Today reinforced all the reasons I need to walk away. I’ve agonized over this decision throughout the years and have been too cowardly to act on it. There’s no longer time to procrastinate. My presence only brings strife into your lives, and I can’t be the reason for your stress and unhappiness.

Writing this note may seem like a shitty excuse, but I’m not strong enough to walk away in person, and you two are too loyal to let me. I will always treasure our years of friendship and I wish you a bright and happy future.

Sloane

I thought I’d be angry to discover she intended to leave. What I felt was kindling compared to the forest fire burning through my body. Her written words feed the furious conflagration, and I crumple the letter in my fist. Methodical step after step, I approach the prone woman who has caused me unmistakable heartaches and joys.
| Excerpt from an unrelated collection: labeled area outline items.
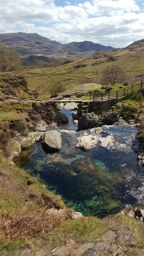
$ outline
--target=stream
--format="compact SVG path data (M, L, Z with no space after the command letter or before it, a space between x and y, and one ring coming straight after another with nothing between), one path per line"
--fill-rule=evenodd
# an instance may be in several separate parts
M71 110L61 112L69 118L68 124L46 127L47 130L77 131ZM23 150L14 161L62 195L66 203L71 201L75 210L86 216L117 213L123 208L144 199L143 168L139 165L137 128L126 125L104 126L113 135L116 144L108 150L98 144L84 151L75 147L76 136L61 134L62 149L47 153L40 142Z

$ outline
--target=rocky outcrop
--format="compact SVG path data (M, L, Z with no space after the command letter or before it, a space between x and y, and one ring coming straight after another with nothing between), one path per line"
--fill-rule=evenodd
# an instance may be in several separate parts
M44 147L48 150L59 150L61 148L60 134L54 130L46 132L42 136L41 143Z
M8 147L9 150L9 154L12 160L14 157L18 156L21 153L21 143L14 139L10 139Z
M28 134L28 127L25 119L14 123L11 125L11 128L14 131L18 131L22 136L27 136Z
M124 209L119 214L126 214L144 222L144 202L138 202L132 206Z
M4 101L9 96L20 97L20 90L25 94L27 98L31 98L31 96L35 98L37 97L38 94L36 91L28 89L26 81L22 75L7 73L1 74L1 77L0 83L2 95L1 95L0 101ZM17 90L18 88L19 90Z
M75 102L69 102L67 103L64 106L65 109L74 110L77 108L77 105Z
M56 121L57 123L68 123L68 117L66 115L58 112L56 114Z
M91 128L98 127L99 122L98 116L94 112L87 113L82 116L78 121L79 130L86 130Z
M101 147L106 148L109 148L115 144L112 134L108 134L106 137L101 137L101 134L105 133L101 128L93 128L88 130L89 130L90 134L77 138L78 142L75 147L76 148L80 148L85 151L89 150L94 147L95 144L98 141L100 142Z
M114 123L117 122L119 119L118 111L115 111L107 115L104 117L103 123L105 124L113 124Z
M22 138L21 141L21 147L22 148L24 148L25 147L28 147L33 144L34 141L30 137L28 138L24 137Z

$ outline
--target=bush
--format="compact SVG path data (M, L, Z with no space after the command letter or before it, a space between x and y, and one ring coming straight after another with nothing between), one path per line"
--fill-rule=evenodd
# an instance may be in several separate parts
M125 82L125 83L124 83L123 85L124 86L125 86L126 85L128 85L129 84L128 83L127 83L127 82Z
M50 92L51 94L55 94L63 92L65 90L64 85L59 83L55 83L51 86L50 89Z

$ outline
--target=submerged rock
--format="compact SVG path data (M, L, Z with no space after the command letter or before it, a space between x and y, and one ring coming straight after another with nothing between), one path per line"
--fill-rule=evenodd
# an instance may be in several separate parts
M77 104L75 102L69 102L67 103L64 106L65 109L73 110L77 108Z
M43 133L41 132L39 133L34 132L30 133L28 136L28 137L30 137L33 140L34 142L35 141L39 141L40 138Z
M86 130L98 127L98 118L97 115L93 112L87 113L79 119L78 129L79 130Z
M69 131L68 130L60 130L60 133L77 133L75 131Z
M54 130L46 132L42 137L41 144L46 149L59 150L61 148L60 134Z
M103 123L105 124L113 124L114 123L117 122L119 119L118 111L114 111L106 116L103 120Z

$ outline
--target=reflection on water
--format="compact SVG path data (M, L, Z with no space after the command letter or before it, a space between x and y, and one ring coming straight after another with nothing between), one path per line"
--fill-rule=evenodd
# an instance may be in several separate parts
M77 131L73 111L62 112L69 116L69 123L59 128ZM77 210L86 215L100 210L106 214L118 212L122 206L144 199L143 168L132 149L138 146L136 129L125 126L102 128L113 135L117 142L109 150L98 145L86 152L76 149L80 133L63 133L59 152L46 153L37 143L23 151L15 162L35 175L39 173L52 188L56 187L65 200L77 201ZM48 127L54 129L54 126Z

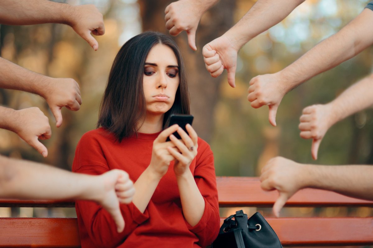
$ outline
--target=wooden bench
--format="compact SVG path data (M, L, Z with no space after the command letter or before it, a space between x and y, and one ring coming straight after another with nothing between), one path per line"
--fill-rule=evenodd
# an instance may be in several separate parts
M257 178L218 177L221 207L272 207L275 191L266 192ZM373 207L360 200L319 190L301 190L287 207ZM72 201L0 200L0 207L74 207ZM232 209L232 210L234 210ZM222 210L222 212L224 212ZM249 216L253 213L248 213ZM226 216L222 216L222 223ZM266 217L284 246L373 245L373 217ZM0 218L0 247L79 247L75 218Z

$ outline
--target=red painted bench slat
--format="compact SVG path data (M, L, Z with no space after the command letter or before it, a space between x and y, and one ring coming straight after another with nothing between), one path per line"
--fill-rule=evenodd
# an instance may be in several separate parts
M278 196L276 191L261 189L260 182L257 177L219 177L216 181L220 207L272 207ZM326 190L307 188L299 191L288 201L285 206L373 207L373 201Z
M257 178L218 177L220 207L272 207L275 191L260 187ZM333 192L307 189L291 198L288 206L369 206L373 201ZM0 207L74 207L73 201L0 200ZM223 218L221 219L222 223ZM373 245L373 217L266 217L286 246ZM0 218L0 247L79 247L75 218Z
M0 218L0 247L80 247L76 218Z

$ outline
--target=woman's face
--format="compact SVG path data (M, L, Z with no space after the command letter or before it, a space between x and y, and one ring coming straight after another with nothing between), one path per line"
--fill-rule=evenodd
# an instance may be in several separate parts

Whatever is written on my face, it alarms Valentino enough that he swings his arm in my path, barring my progress and holding me back from Sloane. I shove her letter into his chest but don’t wait for him to read because I’m going to force common sense and some hard truths down Sloane’s pretty throat until she never spews her asinine reasons again.

“All this time you were looking for an excuse to abandon us? To wipe out our history as if we were nobodies?” I use my voice because signing isn’t enough to convey the depths of my fury.

“No, never that. I could never treat you like strangers. Don’t you see?”

“No, I don’t. Clarify things for me.”

“Yes, I’d like to hear what bullshit you think will ever make this alright.” Valentino lowers his arm.

We both glower at Sloane. I harden my heart to her desperate tears. She blinks them away, but new ones replace the old. She’s never liked anyone seeing her cry. The only times I witnessed her succumbing to tears were purely by accident, and she swore to make me a eunuch if I breathed a word to anyone.

She stops fighting her binds and looks to the ceiling, but she can’t hide the glassy sheen over her eyes that haven’t cleared since I walked into the room. “I’m a taker! All I’ve done our entire lives is take from you two.” She tucks her face into her shoulder to wipe the evidence of her distress away. “I can’t keep pretending that I bring anything to the table. Neither can you. I was powerless to help when Giulio attacked Tácito. As far back as I can remember, I’ve always been powerless.”